Il famigerato affaire Dreyfus, scoppiato a fine Ottocento in seno all’organizzazione militare francese con una crescente eco nazionale e internazionale, ha un enorme peso storico in Europa, poiché alimentò vergognosi sentimenti di antisemitismo (che purtroppo perdurano) e contribuì a creare una spaccatura politica tra innocentisti e colpevolisti riconducibile a quella che intercorre tra le sinistre e le destre odierne. Roman Polanski (che fa una composta comparsata) ricostruisce lucidamente – e attraverso una confezione impressionante per impiego di mezzi (l’opposto dei suoi prediletti drammi da camera), basti pensare ai costumi di Pascaline Chavanne – una vicenda processuale in cui forse (impropriamente) si riconosce. Il capitano Alfred Dreyfus (interpretato da un addolorato ma orgoglioso Louis Garrel, quasi irriconoscibile) nel 1894 fu accusato di essere una spia dei nemici tedeschi e di conseguenza fu degradato, pubblicamente umiliato ed esiliato. Al suo caso, in apparenza chiuso, s’interessò il tenente colonnello Georges Picquart (al quale aveva regalato già un biopic Ken Russell nel 1991, Prigionieri dell’onore), assegnato ai servizi segreti e presto capace di dimostrare il grave errore giudiziario. 

Polanski presenta Picquart (nella cui divisa si cala perfettamente Jean Dujardin) come un uomo integro – 

benché intrattenga una relazione clandestina con Pauline (l’immancabile Emmanuelle Seigner), moglie dell’amico Philippe (Luca Barbareschi, fra i produttori) –  fedele ai suoi ideali di ricerca della verità e all’esercito, tuttavia antipatico, ostile agli ebrei.
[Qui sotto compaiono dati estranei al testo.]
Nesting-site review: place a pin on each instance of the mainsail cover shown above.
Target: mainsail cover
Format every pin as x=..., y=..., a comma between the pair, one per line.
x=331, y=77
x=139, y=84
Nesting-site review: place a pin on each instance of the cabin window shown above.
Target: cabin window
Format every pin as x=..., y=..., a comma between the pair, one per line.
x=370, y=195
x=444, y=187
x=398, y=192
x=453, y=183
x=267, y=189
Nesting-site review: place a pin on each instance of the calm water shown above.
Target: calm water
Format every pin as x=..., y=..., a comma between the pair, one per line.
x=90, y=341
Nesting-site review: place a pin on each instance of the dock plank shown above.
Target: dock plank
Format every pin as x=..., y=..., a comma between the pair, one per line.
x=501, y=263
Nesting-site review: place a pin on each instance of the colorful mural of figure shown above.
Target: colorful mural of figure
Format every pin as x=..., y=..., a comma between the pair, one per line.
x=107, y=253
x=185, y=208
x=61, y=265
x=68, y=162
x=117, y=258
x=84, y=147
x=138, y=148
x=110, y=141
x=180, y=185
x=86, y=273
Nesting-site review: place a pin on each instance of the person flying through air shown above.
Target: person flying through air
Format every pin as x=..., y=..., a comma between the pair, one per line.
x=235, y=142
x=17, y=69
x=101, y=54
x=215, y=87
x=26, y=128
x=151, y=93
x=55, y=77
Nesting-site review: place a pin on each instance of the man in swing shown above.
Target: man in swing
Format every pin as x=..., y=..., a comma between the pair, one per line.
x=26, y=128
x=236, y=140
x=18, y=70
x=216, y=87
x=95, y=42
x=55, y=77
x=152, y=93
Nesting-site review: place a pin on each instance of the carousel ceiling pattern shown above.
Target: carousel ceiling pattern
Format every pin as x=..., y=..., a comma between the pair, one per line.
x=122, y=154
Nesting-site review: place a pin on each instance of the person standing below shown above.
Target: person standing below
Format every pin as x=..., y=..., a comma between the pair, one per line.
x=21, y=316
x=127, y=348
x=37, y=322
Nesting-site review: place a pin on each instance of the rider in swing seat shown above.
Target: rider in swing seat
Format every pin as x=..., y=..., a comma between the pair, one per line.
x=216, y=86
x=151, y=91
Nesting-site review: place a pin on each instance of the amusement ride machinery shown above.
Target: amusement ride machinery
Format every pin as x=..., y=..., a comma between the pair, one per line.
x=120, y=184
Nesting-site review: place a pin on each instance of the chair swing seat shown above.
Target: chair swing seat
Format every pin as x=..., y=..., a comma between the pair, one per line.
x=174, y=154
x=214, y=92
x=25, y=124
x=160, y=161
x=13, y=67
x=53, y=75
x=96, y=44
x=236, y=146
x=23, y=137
Ciononostante, il suo scopo è riabilitare a qualsiasi costo (malgrado intimidazioni, arresti, aggressioni) la vittima di un sopruso, insabbiato ignominiosamente e con supremo sprezzo della dignità (creando pure false prove), per comodità, per arroganza (dei generali) e per non dover rendere conto all’opinione pubblica di una frettolosa svista; senza contare che il vero traditore, facilmente individuato dall’osteggiato inquirente, stava continuando ad agire indisturbato. 

Un’opera magnificamente realizzata, straordinariamente attuale (sul bieco potere che influenza e ottunde), corale, con tantissimi volti noti: da Mathieu Amalric, presuntuoso grafologo, a Grégory Gadebois, infingardo maggiore, da Melvil Poupaud, tenace avvocato (a proposito: perché nessuno lo nomina più dopo la sua uscita di scena?) a Vincent Pérez, onesto sostenitore, fino ad André Marcon, alias lo scrittore Émile Zola, autore della nota invettiva contro il sistema J’accuse (non per nulla titolo originale del film); e fra gli altri si riconoscono Podalydès, Vuillermoz, Yordanoff.